Xfce has its own way of (not) working: The first run is high performing but on the second - or no later than the third run - performance has degraded by 90% back to 0.2 milliseconds/minimal transfer

It sounds like the commonality here is the windows manager with compositing support are slower, while those without compositing support are faster. This is basically what kristleifur suggested was the problem.

Does the slow down persist if you explicitly disable the Composite extension in your X configuration ?

You mean:

Section "Extensions"

    Option         "Composite" "Disable"


No that is the same. Restarting with the vesa driver kind of does the trick but then leaves the screen in a sorry state when the cuda program exits.

Do the window managers show the same difference with a non-RT kernel?

If the RT kernel benefits your machine, the WM’s may be calling some OS functions that are not RT friendly … ?

Kristleifur, it may not be the WM alone that is playing …
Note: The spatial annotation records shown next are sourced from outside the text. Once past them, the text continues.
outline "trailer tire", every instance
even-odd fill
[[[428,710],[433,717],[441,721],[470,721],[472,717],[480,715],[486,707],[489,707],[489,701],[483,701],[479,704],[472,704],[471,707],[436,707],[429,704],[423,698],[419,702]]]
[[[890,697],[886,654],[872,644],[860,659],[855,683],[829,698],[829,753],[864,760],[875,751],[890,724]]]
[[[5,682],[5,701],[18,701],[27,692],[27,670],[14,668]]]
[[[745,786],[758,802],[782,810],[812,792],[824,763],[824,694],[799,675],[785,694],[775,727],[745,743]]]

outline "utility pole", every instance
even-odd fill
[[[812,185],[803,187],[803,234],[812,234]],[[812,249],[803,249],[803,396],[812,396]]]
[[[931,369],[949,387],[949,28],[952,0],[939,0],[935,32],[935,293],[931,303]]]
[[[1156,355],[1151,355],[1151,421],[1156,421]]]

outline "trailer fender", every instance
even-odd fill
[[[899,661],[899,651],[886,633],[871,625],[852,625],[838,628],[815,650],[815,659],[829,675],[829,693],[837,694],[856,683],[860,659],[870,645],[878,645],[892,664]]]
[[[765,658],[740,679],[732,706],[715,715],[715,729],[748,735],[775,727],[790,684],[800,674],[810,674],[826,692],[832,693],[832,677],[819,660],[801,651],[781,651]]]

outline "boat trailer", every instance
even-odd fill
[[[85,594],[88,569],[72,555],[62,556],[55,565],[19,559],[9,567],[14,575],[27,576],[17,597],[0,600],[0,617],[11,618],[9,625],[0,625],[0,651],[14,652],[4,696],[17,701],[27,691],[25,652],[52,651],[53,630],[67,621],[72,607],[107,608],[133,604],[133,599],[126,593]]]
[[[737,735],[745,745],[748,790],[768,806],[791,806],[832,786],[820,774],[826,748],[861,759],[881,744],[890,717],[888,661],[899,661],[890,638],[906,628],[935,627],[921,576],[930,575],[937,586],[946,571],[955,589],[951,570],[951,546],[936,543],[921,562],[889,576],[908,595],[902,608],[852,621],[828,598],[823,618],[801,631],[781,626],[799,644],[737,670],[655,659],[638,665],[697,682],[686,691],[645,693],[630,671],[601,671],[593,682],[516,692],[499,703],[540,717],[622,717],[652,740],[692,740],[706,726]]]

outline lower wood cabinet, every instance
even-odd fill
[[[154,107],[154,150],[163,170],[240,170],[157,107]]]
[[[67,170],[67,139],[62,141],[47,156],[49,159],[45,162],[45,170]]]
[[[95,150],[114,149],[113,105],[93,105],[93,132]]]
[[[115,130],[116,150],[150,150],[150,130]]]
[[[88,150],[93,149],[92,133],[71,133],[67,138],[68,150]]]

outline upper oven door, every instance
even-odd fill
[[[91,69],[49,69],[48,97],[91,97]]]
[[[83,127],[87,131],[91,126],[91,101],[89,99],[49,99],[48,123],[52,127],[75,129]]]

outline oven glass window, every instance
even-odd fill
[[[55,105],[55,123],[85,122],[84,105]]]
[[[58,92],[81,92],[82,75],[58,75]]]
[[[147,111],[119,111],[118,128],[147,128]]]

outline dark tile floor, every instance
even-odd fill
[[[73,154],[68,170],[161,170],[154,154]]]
Opening up with only FluxBox and an xterm, the machine will let me have the front seat, and pretty much run it like as if I owned it. Starting OpenOffice.Draw and letting that one quietly hang around is also fine. Hoovering with the mouse in its drawing area - this updates two positional indicators, left and top - immediately brings back the 10x penalty on host-to-device I experienced in Gnome as well as WindowMaker.
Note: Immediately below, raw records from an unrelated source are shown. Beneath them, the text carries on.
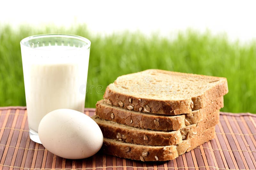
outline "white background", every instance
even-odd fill
[[[232,41],[256,39],[255,1],[3,0],[0,24],[66,27],[85,23],[93,33],[140,30],[163,36],[188,28],[226,32]]]

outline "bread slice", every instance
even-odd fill
[[[103,119],[130,126],[160,131],[176,130],[198,123],[209,114],[220,110],[223,106],[222,96],[206,107],[190,113],[170,116],[129,110],[108,104],[101,100],[96,104],[95,114]]]
[[[130,110],[177,115],[205,107],[228,92],[225,78],[149,69],[119,77],[103,98]]]
[[[143,161],[164,161],[175,159],[215,136],[215,127],[213,127],[178,145],[146,146],[104,138],[101,151],[106,154]]]
[[[104,138],[139,145],[166,146],[180,143],[182,139],[189,139],[215,125],[219,122],[219,115],[220,111],[217,111],[197,124],[171,131],[134,128],[102,119],[96,115],[92,118],[100,126]]]

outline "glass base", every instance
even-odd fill
[[[29,128],[29,137],[31,140],[37,143],[42,144],[39,138],[38,133],[36,131]]]

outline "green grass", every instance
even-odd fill
[[[84,25],[68,29],[49,25],[39,30],[23,26],[18,30],[0,26],[1,106],[26,105],[20,40],[35,34],[62,33],[85,37],[92,42],[88,85],[103,89],[98,89],[101,93],[95,88],[89,90],[86,107],[95,107],[105,88],[117,76],[158,68],[227,77],[229,92],[222,110],[256,113],[255,42],[242,45],[229,42],[225,35],[191,31],[170,40],[156,34],[149,38],[139,32],[92,35]]]

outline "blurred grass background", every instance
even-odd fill
[[[76,34],[92,42],[85,107],[95,107],[106,87],[122,74],[149,68],[224,77],[229,92],[221,110],[256,113],[256,43],[230,42],[225,34],[213,36],[188,30],[170,40],[128,32],[92,35],[86,25],[68,28],[23,25],[14,30],[0,25],[0,106],[26,105],[20,42],[36,34]],[[17,31],[18,30],[18,31]],[[170,33],[171,36],[173,34]],[[98,89],[99,85],[103,88]]]

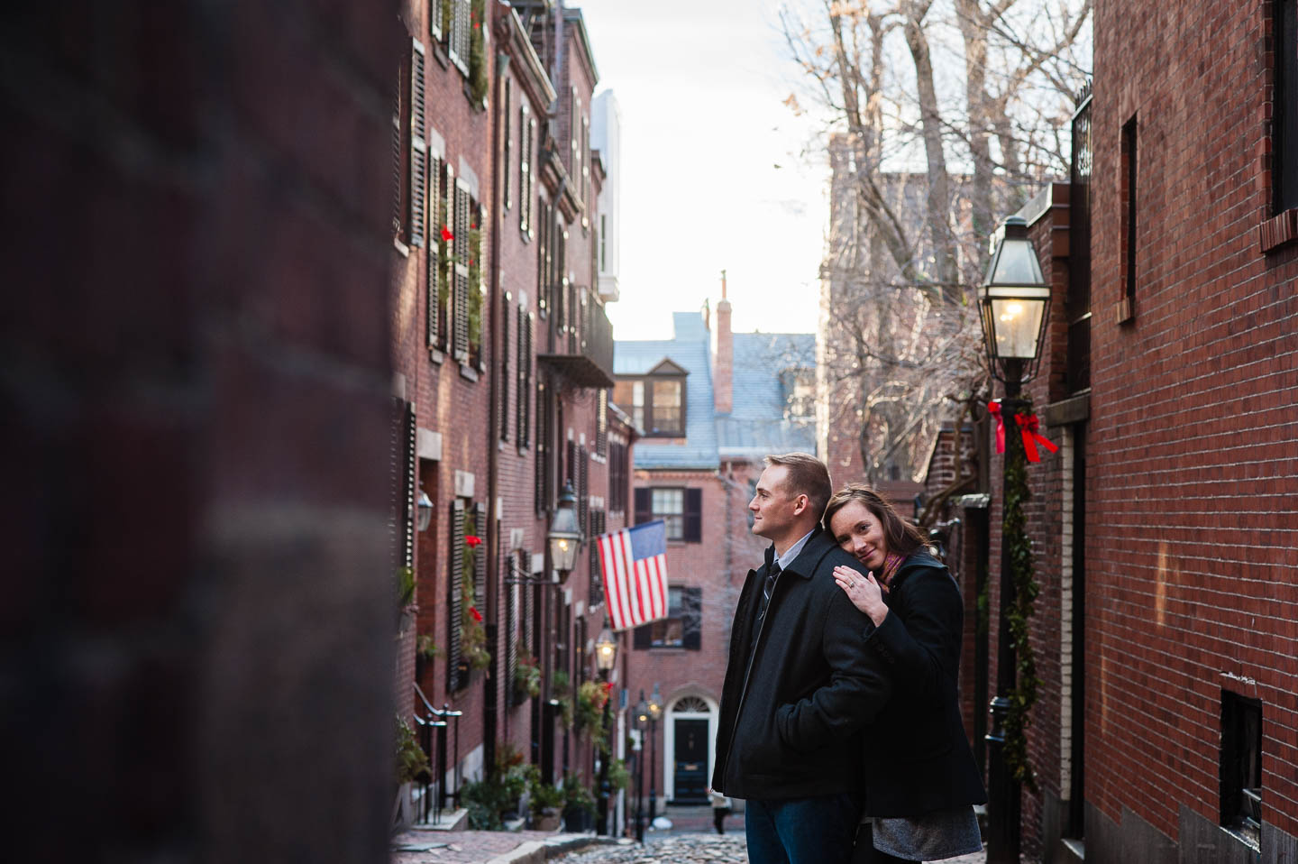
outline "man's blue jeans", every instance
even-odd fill
[[[861,821],[855,795],[753,800],[744,806],[752,864],[848,864]]]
The gotcha: All the little nifty toys one might have showing time, CPU, network usage and whatnot.

While I was at it, I came to think of that FlightGear has a builtin benchmark showing frames rendered per second. Wouldn’t it be nice to know - not only how much we are being disturbed, but also how much we are disturbing others? With all settings as default first-time-user I had a healthy 50fps. Running the CUDA bandwidthTest in parallel dropped the fps down 20% to 40, and left me again with 5 minimal htod per millisecond, indicative of 20% GPU. I think this is mostly good - that all clock cycles are more/less accounted for and nothing gets swallowed in some unknown void.


Edit: No wait, I am confused and that conclusion is wrong. The 20% performance drop in the competing application relates to 5 htod’s of which only one would be needed in a real application. So perhaps an 8% penalty altogether for getting data both in and out, once per millisecond?


# The command in question. From the console, running as root with high priority:

./bandwidthTest --memory=pinned --htod --mode=range --start=1024 --end=10240 --increment=1024 

Range Mode

Host to Device Bandwidth for Pinned memory


Transfer Size (Bytes)   Bandwidth(MB/s)

     1024               54.6

     2048               111.6

     3072               161.9

     4096               213.5

     5120               253.0

     6144               295.9

     7168               322.4

     8192               383.0

     9216               424.6

    10240               454.2

# The same from Gnome, with lots of little applets running as well:

 Transfer Size (Bytes)   Bandwidth(MB/s)

     1024               4.6

     2048               9.2

     3072               13.8

     4096               18.4

     5120               22.8

     6144               27.4

     7168               32.2

     8192               36.6

     9216               41.1

    10240               45.4

If anybody here has (the slightly better) 8500 or 9400GT, could they perhaps post some numbers for comparison?